CPM or TPM in GSEA analysis
3
0
Entering edit mode
3.0 years ago
francesca3 ▴ 80

Dear all, I have a question. It is better to perform this analysis using CPM or TPM values? Other times I performed this analysis using TPM. This time I have the replicate values only for CPM, while for TPM I have only the mean for each condition. Which is the best way?

Thanks Francesca

RNA-Seq GSEA • 4.5k views
0
Entering edit mode

Which tool are you using? When I use FGSEA, I pass in a differential-expression summary statistic, rather than values from individual samples. For a given gene, the statistic I use is (-log10 of unadjusted p-value) * (sign of differential expression coefficient).

0
Entering edit mode

As others have mentioned TPM is generally better - however the choice may be tool-specific.

For example, you cannot use TPM normalised counts for differential gene expression analysis with EdgeR.

7
Entering edit mode
9 weeks ago
dare_devil ★ 1.7k

As a input to the Broad Institute's GSEA program, one should use any type of expression data which is properly normalised such that cross-sample differences can be faithfully gauged.

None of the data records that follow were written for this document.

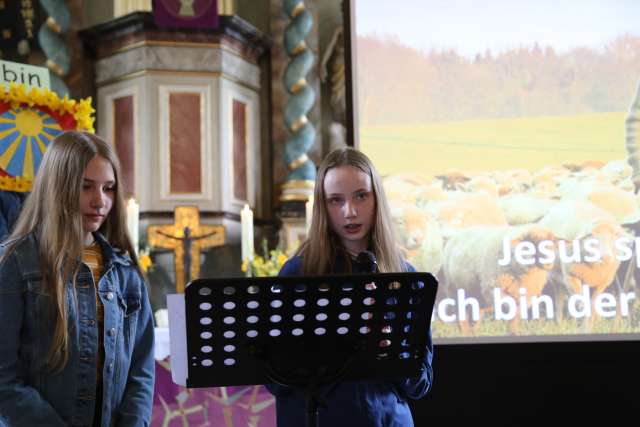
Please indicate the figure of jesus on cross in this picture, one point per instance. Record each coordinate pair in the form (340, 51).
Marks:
(186, 237)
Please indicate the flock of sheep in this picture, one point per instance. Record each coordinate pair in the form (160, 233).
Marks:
(558, 231)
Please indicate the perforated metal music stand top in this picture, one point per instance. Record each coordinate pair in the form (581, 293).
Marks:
(244, 331)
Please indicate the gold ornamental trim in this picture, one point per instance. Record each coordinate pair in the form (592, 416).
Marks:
(298, 162)
(297, 125)
(53, 25)
(299, 184)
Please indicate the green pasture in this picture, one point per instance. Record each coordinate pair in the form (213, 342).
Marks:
(497, 144)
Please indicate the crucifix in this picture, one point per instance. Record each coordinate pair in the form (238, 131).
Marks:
(186, 237)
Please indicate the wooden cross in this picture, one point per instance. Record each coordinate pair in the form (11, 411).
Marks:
(186, 237)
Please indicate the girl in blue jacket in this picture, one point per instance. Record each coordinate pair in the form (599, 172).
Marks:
(351, 215)
(77, 344)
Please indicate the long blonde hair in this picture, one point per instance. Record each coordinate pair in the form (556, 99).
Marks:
(52, 213)
(322, 246)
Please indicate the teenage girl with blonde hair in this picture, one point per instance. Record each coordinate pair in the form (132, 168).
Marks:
(77, 345)
(351, 215)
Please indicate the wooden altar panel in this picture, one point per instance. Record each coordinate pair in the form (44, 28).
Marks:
(185, 143)
(240, 150)
(124, 140)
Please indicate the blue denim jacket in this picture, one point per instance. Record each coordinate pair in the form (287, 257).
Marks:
(376, 403)
(30, 394)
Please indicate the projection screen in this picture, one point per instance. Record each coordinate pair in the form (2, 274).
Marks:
(500, 128)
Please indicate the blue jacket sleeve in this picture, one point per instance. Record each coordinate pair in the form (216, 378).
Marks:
(416, 388)
(137, 401)
(20, 404)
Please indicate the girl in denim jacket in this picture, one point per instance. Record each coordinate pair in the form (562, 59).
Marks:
(351, 215)
(77, 344)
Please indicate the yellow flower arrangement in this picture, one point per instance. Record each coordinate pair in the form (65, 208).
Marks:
(15, 96)
(82, 111)
(269, 264)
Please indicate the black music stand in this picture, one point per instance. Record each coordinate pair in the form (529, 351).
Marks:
(305, 332)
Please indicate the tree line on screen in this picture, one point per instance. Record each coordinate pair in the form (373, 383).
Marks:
(401, 84)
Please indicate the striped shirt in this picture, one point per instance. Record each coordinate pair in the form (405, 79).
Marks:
(92, 257)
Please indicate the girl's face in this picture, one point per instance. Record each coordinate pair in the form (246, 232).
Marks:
(351, 206)
(96, 196)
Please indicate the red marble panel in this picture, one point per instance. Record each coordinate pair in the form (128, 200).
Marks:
(239, 150)
(185, 161)
(124, 142)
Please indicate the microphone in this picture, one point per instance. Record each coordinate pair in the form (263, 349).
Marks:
(366, 262)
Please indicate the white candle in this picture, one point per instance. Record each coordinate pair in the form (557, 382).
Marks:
(308, 211)
(133, 218)
(246, 221)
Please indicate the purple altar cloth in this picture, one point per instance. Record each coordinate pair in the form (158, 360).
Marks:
(238, 406)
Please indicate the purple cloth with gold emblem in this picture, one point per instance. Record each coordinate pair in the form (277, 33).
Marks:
(174, 405)
(186, 13)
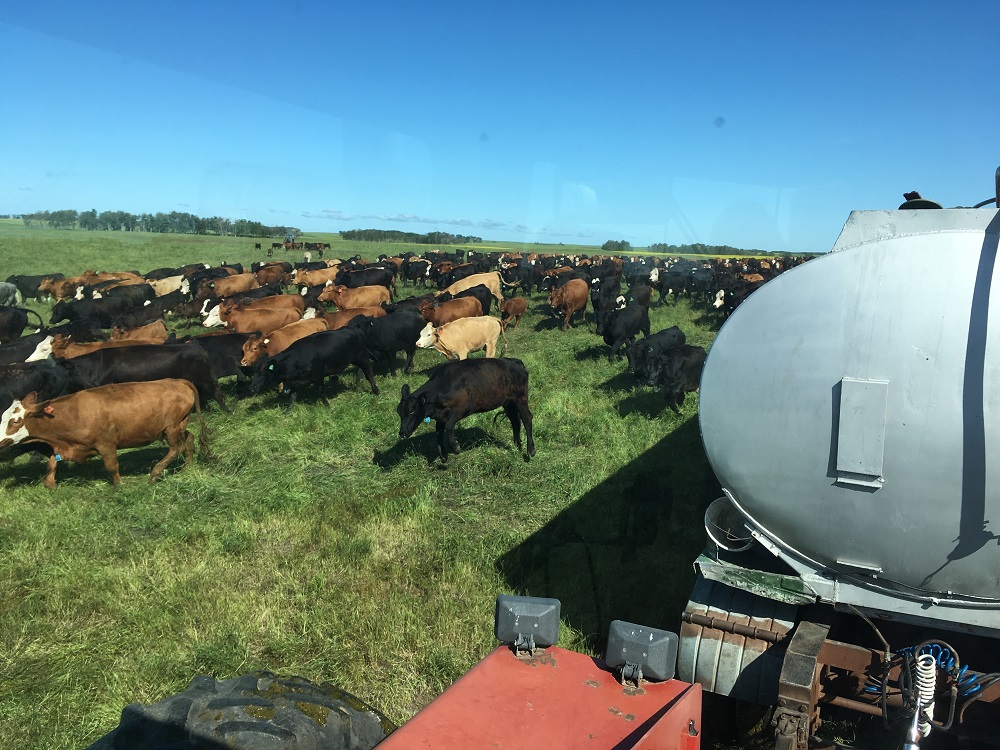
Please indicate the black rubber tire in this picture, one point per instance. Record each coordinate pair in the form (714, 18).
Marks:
(258, 711)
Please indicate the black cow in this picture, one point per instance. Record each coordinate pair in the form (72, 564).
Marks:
(481, 292)
(104, 311)
(384, 337)
(638, 352)
(310, 360)
(13, 320)
(48, 378)
(459, 388)
(151, 362)
(366, 277)
(28, 285)
(619, 327)
(676, 372)
(225, 352)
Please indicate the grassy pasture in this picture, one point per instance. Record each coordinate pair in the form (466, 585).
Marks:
(318, 544)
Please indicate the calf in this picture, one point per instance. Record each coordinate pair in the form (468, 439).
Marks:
(310, 360)
(619, 327)
(514, 308)
(258, 345)
(456, 339)
(13, 320)
(385, 336)
(440, 313)
(658, 344)
(569, 299)
(457, 389)
(676, 372)
(101, 420)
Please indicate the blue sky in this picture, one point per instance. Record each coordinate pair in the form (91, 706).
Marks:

That means using any of these:

1. normalised RNA-seq counts via DESeq2's 'geometric' normalisation, EdgeR's TMM method, etc
2. normalised + transformed RNA-seq expression levels, such as variance-stabilised (vst) or regularised log (rlog) expression levels from DESeq2, or log2 CPMs from EdgeR
3. normalised microarray data via RMA, GC-RMA, MAS5, neqc, etc

And one should not use raw counts or any of these types of expression levels: FPKM, RPKM, TPM etc.

0
Entering edit mode

Why would FPKM/RPKM/TPM not be acceptable? I would find those superior to using CPM.

0
Entering edit mode

Try to understand the difference between across samples / between samples and within samples while comparison

0
Entering edit mode

This is incorrect since GSEA uses the gene expression ranks so you should use the normalized counts (e.g. TPM).

0
Entering edit mode

Simply making a comment incorrect do not make your statement valid. Give enough proofs to stand with your comment. How do TPM deals with cross-sample differences?

2
Entering edit mode
3.0 years ago

For most intents and purpose TPM is superior to CPM (at least for short read RNA-seq; where the length of a given transcript affects the number of reads produced from said transcript). However, CPM should give comparable results to using TPM. In your case, I would try both and compare the results.

1
Entering edit mode
3.0 years ago

Use TPM. CPM are not normalized for gene length length meaning longer genes will appear more highly expressed when using CPM (and vise versa).